I am trying to count the employee, who are above or below the median salary.

The expressions I am using is as follows:

Count({<[CTC]={">="} Median({<[CTC]>} [Employee])

Please help.

kamal_sanguri · ‎2016-05-31

I think ">}" is missing (Set and modifier are not closed) Just before the Employee Name in the expression. May be that can be the cause expression provided by Sunny is not working.. What you think..?

kamal_sanguri · ‎2016-05-31

Try this:

count(if([CTC (USD)] > Median(<Job Level>[CTC (USD)])]),[Employee Name]))

I have modified it to take care of Job Level as well.. Pls give it a try just put the name of the column which holds the Job Level inside the angle brackets "<>".

sasiparupudi1 · ‎2016-05-31

Please try

count(if([CTC (USD)] > aggr(Median([CTC (USD)]),[Job Type]),[Employee])

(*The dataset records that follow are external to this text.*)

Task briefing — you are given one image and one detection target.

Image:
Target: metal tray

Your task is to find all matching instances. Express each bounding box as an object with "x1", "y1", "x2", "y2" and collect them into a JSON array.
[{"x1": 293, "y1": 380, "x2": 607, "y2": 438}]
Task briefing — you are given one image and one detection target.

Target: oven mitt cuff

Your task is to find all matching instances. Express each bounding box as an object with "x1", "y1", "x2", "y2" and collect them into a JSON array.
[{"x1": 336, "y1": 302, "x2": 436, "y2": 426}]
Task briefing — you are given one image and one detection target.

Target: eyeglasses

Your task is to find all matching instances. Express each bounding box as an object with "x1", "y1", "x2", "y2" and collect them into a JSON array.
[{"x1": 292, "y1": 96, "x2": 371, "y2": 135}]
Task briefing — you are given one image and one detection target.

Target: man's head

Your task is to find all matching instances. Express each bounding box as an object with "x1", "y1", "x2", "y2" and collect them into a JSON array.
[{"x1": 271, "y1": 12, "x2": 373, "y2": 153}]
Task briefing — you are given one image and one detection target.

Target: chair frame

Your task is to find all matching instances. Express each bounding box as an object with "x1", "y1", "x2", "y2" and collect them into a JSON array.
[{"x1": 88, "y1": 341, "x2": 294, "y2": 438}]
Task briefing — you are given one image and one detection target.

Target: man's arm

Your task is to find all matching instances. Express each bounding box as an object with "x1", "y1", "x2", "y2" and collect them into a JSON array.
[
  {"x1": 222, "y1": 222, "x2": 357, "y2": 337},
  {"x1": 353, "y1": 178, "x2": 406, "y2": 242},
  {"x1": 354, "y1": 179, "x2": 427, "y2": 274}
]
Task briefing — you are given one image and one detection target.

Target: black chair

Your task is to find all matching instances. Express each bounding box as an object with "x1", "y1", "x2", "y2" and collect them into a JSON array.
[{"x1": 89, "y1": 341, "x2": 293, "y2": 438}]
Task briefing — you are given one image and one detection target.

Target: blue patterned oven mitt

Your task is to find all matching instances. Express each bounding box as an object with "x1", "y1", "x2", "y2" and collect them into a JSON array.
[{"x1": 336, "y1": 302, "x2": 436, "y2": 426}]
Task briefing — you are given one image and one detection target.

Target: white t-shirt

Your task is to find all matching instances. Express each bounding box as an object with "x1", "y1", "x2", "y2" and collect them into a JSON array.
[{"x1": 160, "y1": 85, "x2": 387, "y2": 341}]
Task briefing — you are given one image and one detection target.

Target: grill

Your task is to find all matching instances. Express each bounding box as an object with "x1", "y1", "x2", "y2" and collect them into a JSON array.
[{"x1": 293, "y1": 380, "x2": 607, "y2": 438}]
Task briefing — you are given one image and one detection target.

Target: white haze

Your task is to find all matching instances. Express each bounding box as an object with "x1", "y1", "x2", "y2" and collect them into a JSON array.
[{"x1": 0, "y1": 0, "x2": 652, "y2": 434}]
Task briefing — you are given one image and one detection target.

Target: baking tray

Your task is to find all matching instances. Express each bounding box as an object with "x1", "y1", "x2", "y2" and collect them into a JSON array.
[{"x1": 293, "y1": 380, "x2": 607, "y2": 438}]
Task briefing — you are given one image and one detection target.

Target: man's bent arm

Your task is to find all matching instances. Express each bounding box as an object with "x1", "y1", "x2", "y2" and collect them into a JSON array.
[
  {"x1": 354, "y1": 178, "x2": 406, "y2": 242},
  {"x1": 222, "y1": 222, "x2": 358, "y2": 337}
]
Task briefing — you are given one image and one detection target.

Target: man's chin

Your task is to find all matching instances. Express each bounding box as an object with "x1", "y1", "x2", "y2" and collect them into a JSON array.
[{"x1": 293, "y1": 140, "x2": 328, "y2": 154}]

Report Inappropriate Content · ‎2016-05-31

@ Kamal: Tried this but getting expression error:

count(if([CTC (USD)] > Median([M_Grade] [CTC (USD)])]),[Employee Name]))

Just replace <Job Level> by [M_Grade].

Please check.

kamal_sanguri · ‎2016-05-31

you have to put this inside angle brackets:

like this - <[M_Grade]>

Report Inappropriate Content · ‎2016-05-31

Tried this as well but no luck 😞

count(if([CTC (USD)] > Median(<[M_Grade]>[CTC (USD)])]),[Employee Name]))

sunny_talwar · ‎2016-05-31

Did you try to rectify my mistake (pointed out by kamal‌?

Count({<[Employee Name] = {"=[CTC (USD)] > Median(TOTAL [CTC (USD)])"}>} [Employee Name])

Report Inappropriate Content · ‎2016-05-31

Sunny Thanks.. Now expression error has gone but the same issue which I have been asking. The given expression calculating the median of entire population then median value applicable on all job levels. Which is incorrect analysis. When I draw a graph and taking Job level on the X axis then it should count the employee who are below or above median on each job levels individually without keeping one median for all.

Hope, I may conveyed the concern. Thanks for your support and expect more on this please.

sunny_talwar · ‎2016-05-31

May be this:

Count({<[Employee Name] = {"=[CTC (USD)] > Median(TOTAL <[Job Level]> [CTC (USD)])"}>} [Employee Name])

Report Inappropriate Content · ‎2016-05-31

Tried this but as it was earlier:

Count({<[Employee Name] = {"=[CTC (USD)] > Median(TOTAL <[M_Grade]> [CTC (USD)])"}>} [Employee Name])

Median value remains the same for all job levels.